It might be time for you to spend a few minutes looking through your bank accounts as new research by GoCompare has found people are spending an average of £30 on goods and services they don't want or need.

The research found 57% of people haven’t reviewed their direct debits or standing orders in the last 12 months, but 14% said they knew they could save money if they went through their statements and 7% know there are subscriptions, donations and memberships they should cancel.

GoCompare estimates we could save an average of £360 in a year by freeing ourselves of these ‘zombie payments’ that are left unchecked.

How to detox your bank accounts

Here are some of the steps you can take to give your current account a detox – and potentially save hundreds.

Set aside time

The first step is to set aside some time to go through your bank and credit card statement to spot subscriptions, memberships or donations that you could cut or things you are paying too much for.

Gather information

Ideally you should check your statements over the last year to be sure you are taking a look at monthly payments as well as one-off annual charges.

Identify payments for the chop

A quick way to spot things to shed is by identifying which payments are Direct Debits (often shown as DD on statements) and Standing Orders (SO).

A Direct Debit requires you to sign a mandate to be set up and allows a company to take a fixed or variable amount of money from your account. You are entitled to contact your bank to cancel a DD instruction. 

A Standing Order is an instruction you can set up that tells your bank to pay a fixed amount at regular intervals to another account.

You can use a SO to keep on paying indefinitely or to end on a certain date or after a set number of payments have been made. You can also change the payment amount or cancel an order whenever you want.

Weed out sneaky payments

You’ll need to look harder to spot a Continuous Payment Authority (CPA). This type of payment allows companies to take a regular or one-off payment from your debit or credit card.

Insurers, gyms and subscriptions are often set up using ths type of payment.

The problem is CPAs allow them to take money from an account whenever they want and they can change the payment amount. This is a major problem if fees go up and you don’t realise.

You will need to cancel a CPA through the company that is taking the payment.

Flag up payments you don’t recognise

If you spot a payment you don’t recognise then you should contact your bank immediately.

They might be able to provide more information and expand on the abbreviation or acronym iused on your bank statement.

If the payment is still a complete mystery to you it may be a sign of fraud.

Check terms and conditions

Before cancelling payments for goods and services make sure to check the terms and conditions for any exit penalties or notice periods and whether you may be entitled to a refund.

[Read more: Why life insurance should be on your New Year's resolution list]

'I've done it too': loveMONEY.com's Reena Sewraz confesses

I never thought it would happen to me, but I’ve been paying for a subscription I forgot I signed up for and don't use.
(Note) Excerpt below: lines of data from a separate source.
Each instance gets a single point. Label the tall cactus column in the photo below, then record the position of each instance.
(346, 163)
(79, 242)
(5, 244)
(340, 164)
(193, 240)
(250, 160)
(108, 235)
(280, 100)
When I first spotted the payment for an Amazon Kindle Unlimited subscription I thought it was fraud, but tracing back my steps through some old emails I realised I had signed up for a 30-day free trial of the service in September last year, which I forgot to cancel.

Failing to spot my error sooner means I’ve been paying £7.99 since October 2016 for a service I never use.

In my defence it was easy to miss. Moving to a new house, along with the Christmas shopping rush, meant it wasn’t unusual for Amazon payments to come up on my statements during the last few months of the year.

The other problem was the payment was only labelled ‘AMZ UK Digital Download’ which looks more like a one-off purchase for an e-book or music rather than a subscription to a service.

It’s only now in January with the move and festive season over that I realise I’ve been paying for something I had forgotten I even signed up for and have wasted £31.96 in the process.

My silly mistake has been a wakeup call to detox my bank accounts and you should too.